A conjuring trick with bones

was taken to imply that he rejected the resurrection.

After the media and the conservative theological underworld went into overdrive, and Jenkins was unjustly known as the unbelieving bishop. Even a parishioner at my church in Liverpool asked if all who studied at Durham had similar views 🙂 (She wasn’t overly partial to me and once our 4 year old asked why she had funny hair. Luckily a lady, who was stone deaf heard her first, and made the comment apply to her. Muriel saved the day!)

In fact the sound bite “not a conjuring trick with bones” makes an incredibly important point, and on this point I am at one with Jenkins. I am sure (without checking what he wrote) that Jenkins believed that Jesus rose but not the account of the empty tomb. I think he is wrong to deny the empty tomb, but he has (present tense of course) a great grasp of what the resurrection means.

He used the expression “a conjuring trick with bones” to show that the widely-held popular idea that on the first Easter Day Jesus literally physically rose again. Sadly that is held by many with theological training i.e. clergy, as well.If the resurrection was  a conjuring trick then it was resuscitation rather than resurrection. That happened to Lazarus (John chap 11) as he was only to die again.

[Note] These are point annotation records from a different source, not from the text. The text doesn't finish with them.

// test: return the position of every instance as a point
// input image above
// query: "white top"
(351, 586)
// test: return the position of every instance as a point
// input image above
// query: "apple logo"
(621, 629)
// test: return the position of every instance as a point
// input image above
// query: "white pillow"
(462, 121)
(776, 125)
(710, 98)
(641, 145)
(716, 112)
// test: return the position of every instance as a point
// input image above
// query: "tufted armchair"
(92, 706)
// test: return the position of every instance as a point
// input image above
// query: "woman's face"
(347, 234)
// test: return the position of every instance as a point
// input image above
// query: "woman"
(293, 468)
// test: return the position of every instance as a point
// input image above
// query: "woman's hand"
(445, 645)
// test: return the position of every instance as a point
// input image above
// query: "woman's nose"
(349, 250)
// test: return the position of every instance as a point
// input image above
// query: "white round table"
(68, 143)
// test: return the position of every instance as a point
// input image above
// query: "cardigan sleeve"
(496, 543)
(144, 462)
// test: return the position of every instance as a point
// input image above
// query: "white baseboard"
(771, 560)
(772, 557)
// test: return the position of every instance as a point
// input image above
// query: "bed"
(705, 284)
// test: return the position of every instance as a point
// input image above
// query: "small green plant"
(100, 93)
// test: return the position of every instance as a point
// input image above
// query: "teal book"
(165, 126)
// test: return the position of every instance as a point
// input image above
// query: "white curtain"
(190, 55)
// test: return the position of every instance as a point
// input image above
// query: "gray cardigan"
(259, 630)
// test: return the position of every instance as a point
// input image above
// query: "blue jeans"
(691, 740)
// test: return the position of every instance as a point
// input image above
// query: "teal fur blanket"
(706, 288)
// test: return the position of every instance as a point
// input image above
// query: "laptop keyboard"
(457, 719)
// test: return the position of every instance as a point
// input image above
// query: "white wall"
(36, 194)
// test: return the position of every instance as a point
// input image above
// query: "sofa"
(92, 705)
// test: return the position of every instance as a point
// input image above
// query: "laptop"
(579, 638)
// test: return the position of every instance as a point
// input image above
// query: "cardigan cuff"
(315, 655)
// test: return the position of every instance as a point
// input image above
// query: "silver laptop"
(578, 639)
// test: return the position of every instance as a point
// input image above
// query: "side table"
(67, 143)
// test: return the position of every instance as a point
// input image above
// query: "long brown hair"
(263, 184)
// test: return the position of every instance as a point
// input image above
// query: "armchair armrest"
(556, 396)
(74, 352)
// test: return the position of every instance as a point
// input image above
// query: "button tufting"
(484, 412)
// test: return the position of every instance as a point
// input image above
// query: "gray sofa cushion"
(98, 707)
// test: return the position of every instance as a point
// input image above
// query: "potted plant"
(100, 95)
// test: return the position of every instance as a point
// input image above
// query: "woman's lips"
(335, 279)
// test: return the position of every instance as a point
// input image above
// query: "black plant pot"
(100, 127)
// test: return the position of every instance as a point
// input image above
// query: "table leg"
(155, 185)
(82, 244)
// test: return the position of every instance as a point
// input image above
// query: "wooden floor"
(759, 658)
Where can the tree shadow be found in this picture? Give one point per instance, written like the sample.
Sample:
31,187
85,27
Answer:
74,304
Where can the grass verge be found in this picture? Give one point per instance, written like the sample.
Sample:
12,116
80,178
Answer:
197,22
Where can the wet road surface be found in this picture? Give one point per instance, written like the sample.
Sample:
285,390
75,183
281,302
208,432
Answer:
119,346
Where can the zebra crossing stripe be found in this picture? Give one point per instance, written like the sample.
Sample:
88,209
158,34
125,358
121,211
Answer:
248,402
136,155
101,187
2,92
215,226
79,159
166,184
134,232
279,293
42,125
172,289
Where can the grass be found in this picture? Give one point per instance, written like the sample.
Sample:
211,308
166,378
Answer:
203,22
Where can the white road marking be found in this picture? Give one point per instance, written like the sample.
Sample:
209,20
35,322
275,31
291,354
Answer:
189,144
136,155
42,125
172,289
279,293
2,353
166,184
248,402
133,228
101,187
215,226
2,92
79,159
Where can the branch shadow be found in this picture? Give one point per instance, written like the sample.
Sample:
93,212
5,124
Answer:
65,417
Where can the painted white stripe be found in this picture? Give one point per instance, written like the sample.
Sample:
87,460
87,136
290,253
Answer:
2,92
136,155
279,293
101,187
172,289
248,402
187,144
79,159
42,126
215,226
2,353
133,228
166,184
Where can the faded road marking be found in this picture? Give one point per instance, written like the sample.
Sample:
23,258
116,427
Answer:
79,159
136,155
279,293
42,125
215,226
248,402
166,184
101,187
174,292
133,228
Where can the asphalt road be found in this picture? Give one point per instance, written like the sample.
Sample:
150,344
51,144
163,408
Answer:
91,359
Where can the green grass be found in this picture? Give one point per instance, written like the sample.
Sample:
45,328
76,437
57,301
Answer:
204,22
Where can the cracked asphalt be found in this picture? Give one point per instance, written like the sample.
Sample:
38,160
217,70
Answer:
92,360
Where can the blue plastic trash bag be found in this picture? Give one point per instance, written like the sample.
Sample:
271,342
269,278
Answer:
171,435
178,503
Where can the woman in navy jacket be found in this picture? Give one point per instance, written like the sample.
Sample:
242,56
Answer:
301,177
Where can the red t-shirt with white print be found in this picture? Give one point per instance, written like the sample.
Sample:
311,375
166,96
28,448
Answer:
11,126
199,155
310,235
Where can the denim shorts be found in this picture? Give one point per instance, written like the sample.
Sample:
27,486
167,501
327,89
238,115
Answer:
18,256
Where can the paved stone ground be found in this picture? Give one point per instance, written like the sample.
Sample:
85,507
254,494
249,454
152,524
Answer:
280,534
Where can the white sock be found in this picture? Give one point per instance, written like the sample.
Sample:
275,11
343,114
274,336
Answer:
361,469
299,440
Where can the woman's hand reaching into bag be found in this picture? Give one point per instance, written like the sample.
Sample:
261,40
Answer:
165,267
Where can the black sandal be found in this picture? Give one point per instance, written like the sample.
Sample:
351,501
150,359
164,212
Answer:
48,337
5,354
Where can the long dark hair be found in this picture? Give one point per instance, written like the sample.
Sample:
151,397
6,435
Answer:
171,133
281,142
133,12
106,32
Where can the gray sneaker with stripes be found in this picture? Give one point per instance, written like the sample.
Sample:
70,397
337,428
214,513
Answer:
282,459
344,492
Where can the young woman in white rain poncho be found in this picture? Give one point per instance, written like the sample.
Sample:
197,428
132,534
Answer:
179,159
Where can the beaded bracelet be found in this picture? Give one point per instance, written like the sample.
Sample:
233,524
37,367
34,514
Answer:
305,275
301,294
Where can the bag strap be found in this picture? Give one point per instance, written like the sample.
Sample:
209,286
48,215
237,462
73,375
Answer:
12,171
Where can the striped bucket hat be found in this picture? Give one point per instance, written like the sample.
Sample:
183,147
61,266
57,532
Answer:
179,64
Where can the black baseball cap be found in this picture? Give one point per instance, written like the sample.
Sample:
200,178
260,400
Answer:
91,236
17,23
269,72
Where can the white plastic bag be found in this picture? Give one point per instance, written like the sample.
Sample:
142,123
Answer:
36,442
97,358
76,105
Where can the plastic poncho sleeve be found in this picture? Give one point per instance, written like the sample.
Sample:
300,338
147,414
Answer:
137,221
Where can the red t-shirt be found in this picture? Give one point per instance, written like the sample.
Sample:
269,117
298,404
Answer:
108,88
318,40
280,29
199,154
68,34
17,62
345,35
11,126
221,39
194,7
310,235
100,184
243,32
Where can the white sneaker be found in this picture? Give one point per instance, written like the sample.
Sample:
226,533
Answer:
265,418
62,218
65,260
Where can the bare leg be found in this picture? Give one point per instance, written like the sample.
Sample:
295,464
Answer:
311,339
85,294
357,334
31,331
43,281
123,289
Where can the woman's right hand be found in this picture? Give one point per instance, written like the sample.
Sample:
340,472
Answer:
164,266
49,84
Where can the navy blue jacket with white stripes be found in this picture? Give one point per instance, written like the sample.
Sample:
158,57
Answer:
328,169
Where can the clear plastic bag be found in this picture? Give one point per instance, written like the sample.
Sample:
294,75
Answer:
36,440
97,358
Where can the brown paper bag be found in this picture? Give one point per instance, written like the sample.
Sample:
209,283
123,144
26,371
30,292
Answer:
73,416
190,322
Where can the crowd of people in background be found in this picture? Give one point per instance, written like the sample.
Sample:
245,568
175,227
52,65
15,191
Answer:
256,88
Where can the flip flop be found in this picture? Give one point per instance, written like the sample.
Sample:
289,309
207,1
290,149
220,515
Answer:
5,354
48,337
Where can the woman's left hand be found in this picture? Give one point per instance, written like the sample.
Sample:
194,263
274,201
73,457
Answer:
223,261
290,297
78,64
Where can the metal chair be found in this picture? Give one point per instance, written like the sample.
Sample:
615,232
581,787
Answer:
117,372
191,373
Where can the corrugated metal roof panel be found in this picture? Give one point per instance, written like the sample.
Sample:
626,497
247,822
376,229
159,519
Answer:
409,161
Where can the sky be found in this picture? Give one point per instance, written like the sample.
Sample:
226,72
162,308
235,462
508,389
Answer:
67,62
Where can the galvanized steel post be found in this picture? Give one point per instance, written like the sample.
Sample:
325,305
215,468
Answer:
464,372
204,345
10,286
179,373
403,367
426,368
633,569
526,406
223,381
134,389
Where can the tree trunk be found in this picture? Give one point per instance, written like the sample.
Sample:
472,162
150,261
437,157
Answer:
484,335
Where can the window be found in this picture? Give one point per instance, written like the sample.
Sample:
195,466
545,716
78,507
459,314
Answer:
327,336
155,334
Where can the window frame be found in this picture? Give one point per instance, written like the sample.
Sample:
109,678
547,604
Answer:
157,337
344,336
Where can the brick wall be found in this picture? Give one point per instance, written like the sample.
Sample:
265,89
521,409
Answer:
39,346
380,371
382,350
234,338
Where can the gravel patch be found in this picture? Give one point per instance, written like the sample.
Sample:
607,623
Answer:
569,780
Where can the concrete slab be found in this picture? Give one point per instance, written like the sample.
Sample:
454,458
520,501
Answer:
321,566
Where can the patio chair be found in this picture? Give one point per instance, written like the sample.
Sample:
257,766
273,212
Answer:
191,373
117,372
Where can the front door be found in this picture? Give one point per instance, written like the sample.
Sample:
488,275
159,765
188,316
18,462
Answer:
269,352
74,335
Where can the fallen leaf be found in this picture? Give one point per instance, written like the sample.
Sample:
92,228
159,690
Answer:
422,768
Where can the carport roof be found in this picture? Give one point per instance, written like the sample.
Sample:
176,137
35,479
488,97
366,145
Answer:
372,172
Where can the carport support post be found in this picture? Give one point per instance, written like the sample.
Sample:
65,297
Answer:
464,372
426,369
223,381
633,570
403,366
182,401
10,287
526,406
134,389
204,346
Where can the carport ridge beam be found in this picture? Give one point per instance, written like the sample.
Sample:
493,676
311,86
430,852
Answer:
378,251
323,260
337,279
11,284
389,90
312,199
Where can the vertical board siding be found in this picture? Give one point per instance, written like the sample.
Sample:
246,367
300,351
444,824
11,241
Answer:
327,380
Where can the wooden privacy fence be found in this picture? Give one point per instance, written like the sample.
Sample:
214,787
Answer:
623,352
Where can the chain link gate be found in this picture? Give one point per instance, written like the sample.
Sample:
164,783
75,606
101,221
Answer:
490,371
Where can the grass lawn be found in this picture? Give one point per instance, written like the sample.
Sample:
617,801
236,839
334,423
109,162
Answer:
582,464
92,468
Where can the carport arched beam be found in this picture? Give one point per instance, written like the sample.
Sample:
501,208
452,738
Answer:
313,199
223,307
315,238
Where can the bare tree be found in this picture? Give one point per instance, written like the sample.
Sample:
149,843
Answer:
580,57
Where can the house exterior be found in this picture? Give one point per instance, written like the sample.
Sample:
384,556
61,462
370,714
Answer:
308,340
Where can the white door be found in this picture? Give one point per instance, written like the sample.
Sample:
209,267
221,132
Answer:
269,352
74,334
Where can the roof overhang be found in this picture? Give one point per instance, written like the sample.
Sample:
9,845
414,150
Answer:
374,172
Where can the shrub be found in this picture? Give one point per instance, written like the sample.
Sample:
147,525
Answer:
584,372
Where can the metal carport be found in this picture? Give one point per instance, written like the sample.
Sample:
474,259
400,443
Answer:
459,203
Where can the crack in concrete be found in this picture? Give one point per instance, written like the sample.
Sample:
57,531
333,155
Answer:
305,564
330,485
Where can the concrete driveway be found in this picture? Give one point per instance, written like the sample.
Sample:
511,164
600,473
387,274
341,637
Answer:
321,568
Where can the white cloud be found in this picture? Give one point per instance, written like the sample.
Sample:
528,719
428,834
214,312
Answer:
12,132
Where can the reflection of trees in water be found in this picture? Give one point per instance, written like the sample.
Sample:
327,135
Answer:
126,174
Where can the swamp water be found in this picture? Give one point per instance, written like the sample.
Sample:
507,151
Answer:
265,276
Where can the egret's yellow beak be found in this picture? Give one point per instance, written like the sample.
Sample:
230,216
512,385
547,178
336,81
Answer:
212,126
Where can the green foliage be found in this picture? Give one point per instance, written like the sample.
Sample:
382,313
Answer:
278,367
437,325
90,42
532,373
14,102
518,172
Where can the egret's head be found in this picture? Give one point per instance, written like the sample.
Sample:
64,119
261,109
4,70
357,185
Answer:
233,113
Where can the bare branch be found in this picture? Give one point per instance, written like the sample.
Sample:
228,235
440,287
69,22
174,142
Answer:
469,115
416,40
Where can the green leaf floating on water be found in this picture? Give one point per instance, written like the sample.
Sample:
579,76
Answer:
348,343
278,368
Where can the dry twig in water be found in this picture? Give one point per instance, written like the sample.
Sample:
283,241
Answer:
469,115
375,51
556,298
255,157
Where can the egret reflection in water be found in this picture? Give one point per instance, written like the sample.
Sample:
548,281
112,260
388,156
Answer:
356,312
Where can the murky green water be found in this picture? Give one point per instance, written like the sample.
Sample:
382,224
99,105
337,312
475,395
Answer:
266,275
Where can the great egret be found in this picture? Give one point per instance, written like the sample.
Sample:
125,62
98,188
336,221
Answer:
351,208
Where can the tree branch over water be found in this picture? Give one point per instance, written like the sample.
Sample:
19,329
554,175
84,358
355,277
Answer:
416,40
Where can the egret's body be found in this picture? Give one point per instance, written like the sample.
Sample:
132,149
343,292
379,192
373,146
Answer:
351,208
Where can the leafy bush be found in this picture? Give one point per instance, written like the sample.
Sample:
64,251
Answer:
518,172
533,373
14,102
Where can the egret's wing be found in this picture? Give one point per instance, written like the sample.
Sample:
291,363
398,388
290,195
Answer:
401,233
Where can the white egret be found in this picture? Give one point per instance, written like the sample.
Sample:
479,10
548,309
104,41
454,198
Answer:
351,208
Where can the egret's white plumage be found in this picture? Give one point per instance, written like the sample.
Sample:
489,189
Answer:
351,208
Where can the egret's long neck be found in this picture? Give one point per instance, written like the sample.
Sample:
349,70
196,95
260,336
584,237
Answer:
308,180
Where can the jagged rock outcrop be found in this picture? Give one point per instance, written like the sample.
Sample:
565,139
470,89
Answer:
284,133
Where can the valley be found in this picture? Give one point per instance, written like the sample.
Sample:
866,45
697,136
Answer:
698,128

When you read the resurrection narratives in the four gospels CAREFULLY, you will see it is not a conjuring trick or resuscitation, but much more than that. Jesus was recognisable , but not quite physical as we read in Luke 24 on the Emmaus Road and with Thomas in John 20. So “dem dry bones” were not put together again by a conjoror. It was something more. Often writers and preachers are very slipshod over this and seem to imply a purely physical resuscitation, ooops-  I mean resurrection.

As I started my training I found this a problem but found the book Risen Indeed by Grenville Yarnold very helpful. ( I was given a copy as Gren was my uncle and godfather and before ordination senior physics lecturer at Nottingham. He married my mother’s sister, whereas my mother married a biochemist, who was a second generation atheist. I did not carry on that tradition!) In the book Gren argued first for the Empty Tomb, which I consider to be essential in our understanding.

Most important was his treatment of the “body” of the Risen Christ. After dealing with all the resurrection narratives at the end of each gospel, he said clearly that the Risen Jesus did not have a physical body, but a  quasiphysical body (lit; as-if-physical). I found that made so much sense and it guided my understanding of the nature of the resurrection for the last forty or more years.It helped me to avoid the two errors (I am tempted to say heresy) of a literal conjuring trick with bones and denial of the empty tomb and a purely spiritual resurrection. The former leads to crass materialism and the latter to a wispy rejection of the material. As Jesus is the first of the New Creation, he is very material indeed and we see that the Resurrection involves not only people but the renewal of the whole creation (apokatstasis if you prefer).

More recently, Tom Wright has argued the same point (p476ff) in his book The Resurrection that the Resurrection of Jesus is not physical nor spiritual but

Transphysical

I think that is a better word but it has the same meaning as Gren’s quasiphysical.

This briefly is how I have reflected for three decades on Jenkins’ conjuring trick with bones. He was making a very important and serious point but I do think his successor as Bishop of Durham, Tom Wright, came up with a better understanding , but without a memorable sound-bite. After all”transphysical” is unsuitable for News Night or The Daily Mail.

Christ is risen

He is risen indeed, alleluia

P.S. I said all that is needed in exactly 1000 words!